Na mensagem, o jornalista pergunta à fonte se ela havia lido uma reportagem do jornal Folha de S.Paulo sobre a invasão ao celular do ministro. O título da matéria dizia que o hacker usou aplicativos do aparelho e trocou mensagens por seis horas. “Posso garantir que não fomos nós”, responde a fonte, em mensagem transcrita de forma literal.

“Nunca trocamos mensagens, só puxamos. Se fizéssemos isso ia ficar muito na cara”, diz a fonte em outra mensagem, antes de criticar o método de ação empregado contra o ministro. “Nós não somos ‘hackers newbies’ [amadores], a notícia não condiz com nosso modo de operar, nós acessamos telegrama com a finalidade de extrair conversas e fazer justiça, trazendo a verdade para o povo.”

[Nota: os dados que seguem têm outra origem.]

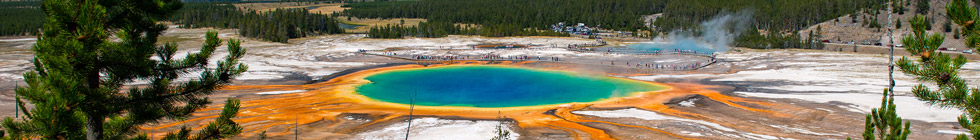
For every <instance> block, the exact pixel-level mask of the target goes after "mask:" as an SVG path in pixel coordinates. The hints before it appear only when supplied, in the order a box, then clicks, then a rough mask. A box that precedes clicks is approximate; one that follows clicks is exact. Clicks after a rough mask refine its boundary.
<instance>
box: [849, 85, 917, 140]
mask: <svg viewBox="0 0 980 140" xmlns="http://www.w3.org/2000/svg"><path fill="white" fill-rule="evenodd" d="M888 91H889V90H888V89H887V88H886V89H885V90H884V91H882V94H881V107H880V108H875V109H872V110H871V114H868V116H867V118H865V119H864V133H863V134H861V136H863V137H864V139H865V140H904V139H906V138H908V136H909V134H910V133H911V132H912V131H910V130H909V126H911V125H910V124H909V123H910V122H909V121H904V122H905V123H902V122H903V121H902V118H901V117H898V113H896V111H895V97H894V96H893V95H889V92H888ZM875 134H877V135H875Z"/></svg>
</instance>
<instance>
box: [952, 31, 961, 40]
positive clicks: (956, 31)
mask: <svg viewBox="0 0 980 140" xmlns="http://www.w3.org/2000/svg"><path fill="white" fill-rule="evenodd" d="M953 39H960V29H953Z"/></svg>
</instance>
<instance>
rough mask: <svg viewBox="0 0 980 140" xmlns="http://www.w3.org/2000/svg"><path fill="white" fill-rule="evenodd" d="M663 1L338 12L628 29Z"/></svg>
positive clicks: (393, 5) (499, 23)
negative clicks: (570, 22) (600, 26)
mask: <svg viewBox="0 0 980 140" xmlns="http://www.w3.org/2000/svg"><path fill="white" fill-rule="evenodd" d="M663 4H665V3H664V2H663V0H628V1H625V0H419V1H392V2H363V3H353V4H347V5H345V7H350V8H351V9H348V10H344V11H343V12H341V13H340V15H343V16H353V17H360V18H425V19H426V20H428V21H433V22H449V23H466V24H479V25H483V26H494V25H508V24H510V25H515V26H518V27H522V28H539V29H547V28H550V25H552V24H556V23H558V22H576V23H578V22H581V23H585V24H588V25H601V27H602V28H610V29H616V30H625V31H633V30H636V29H640V28H643V26H644V24H643V22H642V20H640V17H641V15H647V14H653V13H658V12H660V11H661V10H662V9H663Z"/></svg>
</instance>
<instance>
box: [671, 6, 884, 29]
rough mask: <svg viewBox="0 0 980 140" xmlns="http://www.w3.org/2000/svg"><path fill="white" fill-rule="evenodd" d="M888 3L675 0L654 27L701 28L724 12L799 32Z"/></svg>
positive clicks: (760, 26)
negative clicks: (816, 25) (823, 23)
mask: <svg viewBox="0 0 980 140" xmlns="http://www.w3.org/2000/svg"><path fill="white" fill-rule="evenodd" d="M886 2H888V1H887V0H790V1H773V0H721V1H719V0H674V1H668V2H667V3H666V4H665V5H664V6H665V9H664V10H663V17H662V18H660V19H658V20H657V21H656V22H655V23H654V25H656V27H657V28H659V31H663V32H669V31H674V30H683V29H690V28H697V27H699V26H698V25H699V24H698V23H701V22H703V21H707V20H710V19H711V18H713V17H714V16H715V15H718V14H719V13H722V12H733V13H734V12H738V11H741V10H752V12H753V13H754V16H753V20H754V21H753V22H752V24H753V25H756V27H755V28H756V29H763V30H776V31H797V30H801V29H804V28H806V27H809V26H812V25H815V24H817V23H820V22H824V21H828V20H833V19H835V18H837V17H841V16H844V15H848V14H857V13H859V12H860V10H862V9H874V10H884V9H885V8H886V6H887V5H885V3H886Z"/></svg>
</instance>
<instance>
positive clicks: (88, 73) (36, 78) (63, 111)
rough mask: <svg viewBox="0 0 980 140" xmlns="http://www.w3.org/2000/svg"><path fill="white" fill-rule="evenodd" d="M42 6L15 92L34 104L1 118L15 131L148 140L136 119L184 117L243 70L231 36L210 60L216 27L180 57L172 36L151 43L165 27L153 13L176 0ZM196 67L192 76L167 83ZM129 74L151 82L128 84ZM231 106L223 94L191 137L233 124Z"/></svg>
mask: <svg viewBox="0 0 980 140" xmlns="http://www.w3.org/2000/svg"><path fill="white" fill-rule="evenodd" d="M43 6H44V10H45V11H44V12H45V13H46V15H47V16H48V17H47V20H46V21H45V23H44V25H43V33H42V34H41V35H40V36H39V37H38V41H37V43H36V45H34V46H33V47H32V50H33V51H34V54H35V57H34V60H33V64H34V70H32V71H29V72H27V73H25V74H24V80H25V82H26V83H27V86H26V87H19V88H17V89H16V91H15V93H16V96H17V97H18V98H19V99H24V100H26V101H27V102H29V103H30V104H33V105H34V108H31V109H30V110H27V109H23V111H24V112H25V117H23V118H19V120H14V118H10V117H8V118H5V119H4V121H3V127H4V130H5V131H6V132H5V133H6V134H7V135H8V136H9V137H10V138H13V139H26V138H40V139H88V140H97V139H147V138H146V136H145V135H144V134H138V133H139V132H137V131H138V129H139V127H140V126H142V125H145V124H151V123H156V122H158V121H159V120H161V119H182V118H186V117H188V116H189V114H190V113H192V112H194V111H195V110H197V109H200V108H202V107H204V106H205V105H207V104H208V103H210V101H209V100H208V98H207V95H210V94H211V93H212V92H213V91H214V90H215V89H218V88H220V87H221V86H222V85H225V84H227V83H229V82H230V81H231V79H232V78H234V77H236V76H238V75H239V74H241V73H242V72H244V71H245V70H246V69H247V67H246V66H245V65H242V64H239V63H238V59H239V58H241V57H242V56H243V55H244V54H245V49H244V48H242V47H240V46H239V41H237V40H232V41H229V42H228V49H227V50H228V53H229V55H228V56H226V57H224V59H223V60H221V61H218V62H217V64H214V66H216V67H211V68H209V67H208V65H209V61H208V60H209V58H210V57H211V54H213V53H214V51H215V50H216V49H217V47H218V46H220V45H221V42H222V41H221V40H220V39H218V37H217V33H216V32H208V33H207V35H206V41H205V43H204V45H203V46H202V48H201V50H200V51H199V52H197V53H191V54H188V55H187V56H186V57H184V58H175V57H174V54H175V53H176V52H177V46H176V43H172V42H171V43H166V44H164V45H162V46H157V37H158V36H159V35H160V34H161V33H162V31H163V30H165V29H166V28H167V27H166V26H165V25H163V24H160V23H158V22H157V21H160V20H163V19H165V18H167V16H169V14H170V13H172V12H173V11H175V10H177V9H179V8H180V7H181V6H182V3H181V2H180V1H178V0H115V1H97V0H45V1H44V2H43ZM196 71H199V76H200V77H199V78H196V79H192V80H189V81H186V82H178V81H175V80H176V79H178V78H179V77H182V76H185V75H188V74H193V73H198V72H196ZM137 81H146V82H149V84H147V85H145V86H129V84H133V83H134V82H137ZM17 102H24V101H22V100H18V101H17ZM237 109H238V101H237V100H233V99H229V100H228V102H227V103H226V106H225V108H224V110H223V111H222V115H221V116H222V117H219V119H218V120H217V121H216V122H212V123H211V125H208V128H205V130H202V131H201V132H200V133H199V134H200V135H198V136H196V137H194V138H196V139H219V138H225V137H228V136H231V135H234V134H237V133H238V132H240V130H241V127H238V125H237V124H236V123H235V122H233V121H231V120H230V118H231V117H234V114H236V113H237ZM181 132H183V133H184V134H186V132H189V131H181ZM186 138H190V137H186Z"/></svg>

Segundo Greenwald, o primeiro dos contatos com a fonte ocorreu no início de maio. Ou seja, um mês antes da denúncia feita pelo Ministério da Justiça. Ele conta que foi apresentado à fonte por um intermediário, e reitera que todos os contatos foram feitos virtualmente. Greenwald também afirmou desconhecer a identidade do hacker, que teria extraído todo material do Telegram de Dallagnol.